With Internet everywhere and all the time, with tablets and smartphones, we’re already more than half way through such achieving such feat. The many ways to input text today make it easy to work without pen and paper. Vocal recognition, styluses and virtual keyboards on touchscreens have become banal methods, whereas brain control of the screen, and therefore of typing, is just around the corner — not science fiction anymore.

A stunning video on Youtube, already watched by a half million visitors, is tangible proof that brain control is working now, not in ten years. Engineer Tan Le demonstrates how she can capture brain waves to let the wearer of the head-mount sensors control the movements of an object on a computer’s screen. And this dates back to 2008! From such trick to typing just by looking at a virtual keyboard on the screen is only one step.

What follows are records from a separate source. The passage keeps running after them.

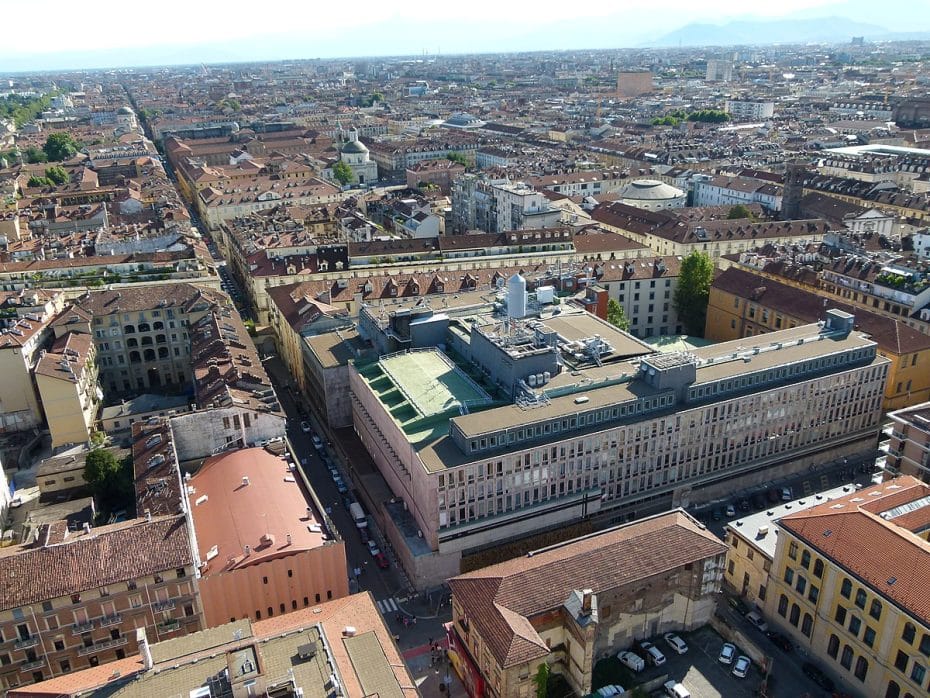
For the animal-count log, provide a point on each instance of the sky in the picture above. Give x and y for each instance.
(111, 32)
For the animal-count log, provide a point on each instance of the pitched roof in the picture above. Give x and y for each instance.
(500, 600)
(890, 516)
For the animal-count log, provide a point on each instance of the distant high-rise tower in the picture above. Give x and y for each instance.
(793, 190)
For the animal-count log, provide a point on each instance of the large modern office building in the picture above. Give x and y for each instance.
(499, 417)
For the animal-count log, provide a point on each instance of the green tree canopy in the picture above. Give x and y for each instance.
(60, 146)
(342, 173)
(739, 211)
(109, 479)
(693, 291)
(616, 316)
(57, 174)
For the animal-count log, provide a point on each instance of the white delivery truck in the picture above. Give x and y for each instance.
(358, 515)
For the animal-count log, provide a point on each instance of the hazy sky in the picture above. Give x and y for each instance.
(122, 32)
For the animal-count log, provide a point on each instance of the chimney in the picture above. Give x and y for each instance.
(586, 595)
(144, 648)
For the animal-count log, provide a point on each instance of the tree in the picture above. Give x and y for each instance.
(541, 680)
(342, 173)
(109, 479)
(58, 174)
(60, 146)
(457, 157)
(616, 316)
(693, 291)
(739, 211)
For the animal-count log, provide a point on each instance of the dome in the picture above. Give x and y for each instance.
(354, 147)
(649, 190)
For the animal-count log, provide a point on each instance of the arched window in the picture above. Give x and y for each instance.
(862, 668)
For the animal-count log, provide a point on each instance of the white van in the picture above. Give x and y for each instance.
(673, 689)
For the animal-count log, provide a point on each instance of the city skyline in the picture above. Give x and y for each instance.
(180, 34)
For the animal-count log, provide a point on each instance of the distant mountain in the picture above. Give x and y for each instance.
(742, 32)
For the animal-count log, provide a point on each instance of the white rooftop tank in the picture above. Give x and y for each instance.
(516, 296)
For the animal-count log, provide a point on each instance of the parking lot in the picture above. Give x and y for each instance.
(698, 669)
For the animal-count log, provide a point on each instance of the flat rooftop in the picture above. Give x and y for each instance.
(428, 383)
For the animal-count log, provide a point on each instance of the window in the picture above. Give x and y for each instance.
(846, 657)
(783, 606)
(818, 569)
(862, 668)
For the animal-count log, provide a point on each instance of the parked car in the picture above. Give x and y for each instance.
(653, 654)
(757, 620)
(674, 689)
(727, 652)
(675, 642)
(741, 668)
(815, 674)
(631, 660)
(780, 641)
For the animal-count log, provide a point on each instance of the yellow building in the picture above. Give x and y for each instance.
(746, 304)
(850, 582)
(66, 378)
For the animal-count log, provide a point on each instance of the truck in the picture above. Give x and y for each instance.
(358, 515)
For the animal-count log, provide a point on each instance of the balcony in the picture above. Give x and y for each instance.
(26, 642)
(80, 628)
(115, 619)
(102, 646)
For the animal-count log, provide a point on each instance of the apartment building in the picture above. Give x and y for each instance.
(909, 443)
(743, 304)
(519, 445)
(74, 599)
(499, 205)
(340, 647)
(66, 379)
(571, 604)
(749, 110)
(862, 611)
(260, 561)
(141, 333)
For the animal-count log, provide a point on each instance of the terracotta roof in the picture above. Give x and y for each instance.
(890, 334)
(500, 600)
(107, 555)
(896, 561)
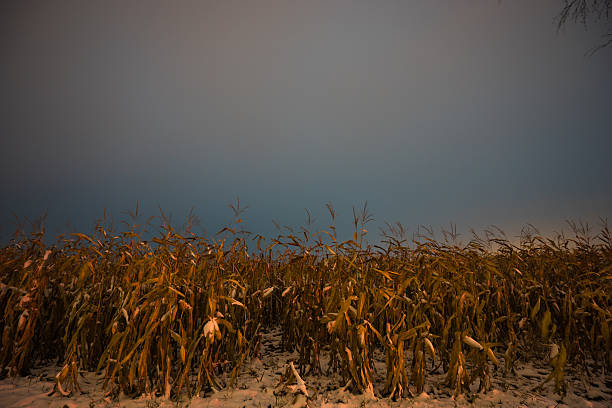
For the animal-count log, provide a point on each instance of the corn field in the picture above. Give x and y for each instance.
(172, 314)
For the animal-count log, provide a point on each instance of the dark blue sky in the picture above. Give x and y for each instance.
(472, 112)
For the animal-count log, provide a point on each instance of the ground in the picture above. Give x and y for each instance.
(259, 380)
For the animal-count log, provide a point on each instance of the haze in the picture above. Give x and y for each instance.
(472, 112)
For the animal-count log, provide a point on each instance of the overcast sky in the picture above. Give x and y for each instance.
(472, 112)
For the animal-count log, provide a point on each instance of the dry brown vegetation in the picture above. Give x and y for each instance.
(171, 314)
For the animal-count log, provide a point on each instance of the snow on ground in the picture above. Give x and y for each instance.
(260, 379)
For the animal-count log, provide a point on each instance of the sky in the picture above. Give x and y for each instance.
(475, 113)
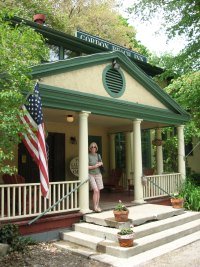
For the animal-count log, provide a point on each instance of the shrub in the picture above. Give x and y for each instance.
(191, 195)
(9, 234)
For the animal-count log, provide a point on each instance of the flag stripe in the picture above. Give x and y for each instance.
(34, 140)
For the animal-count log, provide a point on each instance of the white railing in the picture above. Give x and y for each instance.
(170, 183)
(25, 200)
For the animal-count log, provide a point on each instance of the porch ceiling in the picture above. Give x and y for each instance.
(113, 124)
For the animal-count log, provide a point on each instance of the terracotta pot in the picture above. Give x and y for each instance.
(126, 240)
(121, 216)
(157, 142)
(177, 203)
(39, 18)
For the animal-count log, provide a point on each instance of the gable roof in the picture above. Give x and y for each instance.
(66, 40)
(125, 63)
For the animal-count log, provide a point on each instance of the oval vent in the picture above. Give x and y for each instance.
(114, 81)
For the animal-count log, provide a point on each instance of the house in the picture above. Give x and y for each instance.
(94, 90)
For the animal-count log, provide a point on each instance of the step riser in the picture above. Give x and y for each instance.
(167, 226)
(102, 221)
(103, 245)
(97, 233)
(80, 241)
(86, 230)
(139, 249)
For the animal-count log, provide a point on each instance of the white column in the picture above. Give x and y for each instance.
(181, 151)
(137, 156)
(83, 161)
(159, 153)
(128, 156)
(112, 151)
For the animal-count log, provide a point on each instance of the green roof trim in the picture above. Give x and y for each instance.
(59, 98)
(100, 58)
(68, 41)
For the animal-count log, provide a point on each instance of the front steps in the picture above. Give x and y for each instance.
(94, 237)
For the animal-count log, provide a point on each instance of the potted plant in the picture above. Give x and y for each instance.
(157, 142)
(121, 212)
(126, 237)
(177, 201)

Amazon says it has sold more than five million units of its highly successful Kindle digital book reader, or eBook as the format is generally referred to. The trend continues unabated.

E-mail is widely accepted as official, legally binding correspondence. Adobe’s ubiquitous pdf (portable document format) format makes it safe electronically to send all kinds of official and business documents, including contracts, for it ensures that these documents cannot be tampered with once created and locked. Another blow to paper.

It is known that the venerable cheque is a dying method of payment. So will be the expression “I’ll write you a cheque.” The first cheque was issued some 350 years ago in England. Today it is one the last official paper documents. Online banking, transfers and payment cards along with countless modern banking methods are expected to phase out cheques for good before 2020.

In December 2009 the Board of the UK Payments Council said: “The goal is to ensure that by 2018 there is no scenario where customers, individuals or businesses, still need to use a cheque.”

It all started in the early 1980s when the big names in the computer field back then were Data General, DEC, Wang and of course IBM. The expression Information Technology had not been invented yet in those days and saying “computer” was enough. The concept of a paperless office was referred to as Office Automation (OA).

OA brought a significant change in digitally written text with the appearance of word processing. Still, the slow speed of the machines and the high cost of disk storage did not really erode that part of writing with pen and paper; or so little. Yet, it was the beginning of the revolution.

Then came e-mail and Internet to drastically change things. This time the conversion was major and took the world by storm.

In the last five years or so the low cost of digital storage, the ever growing wireless digital technology along with widely accepted and used e-commerce and e-shopping, it all comes to kill paper and pen a bit more.

A simple look at a modern office, however small or humble it may be, shows that there are less and less box files on the shelves and more computers with mammoth-capacity hard disks.

I’m already looking at the beautiful books on the bookshelves in my TV room with the same nostalgia I look at the vinyl records I have kept from the past.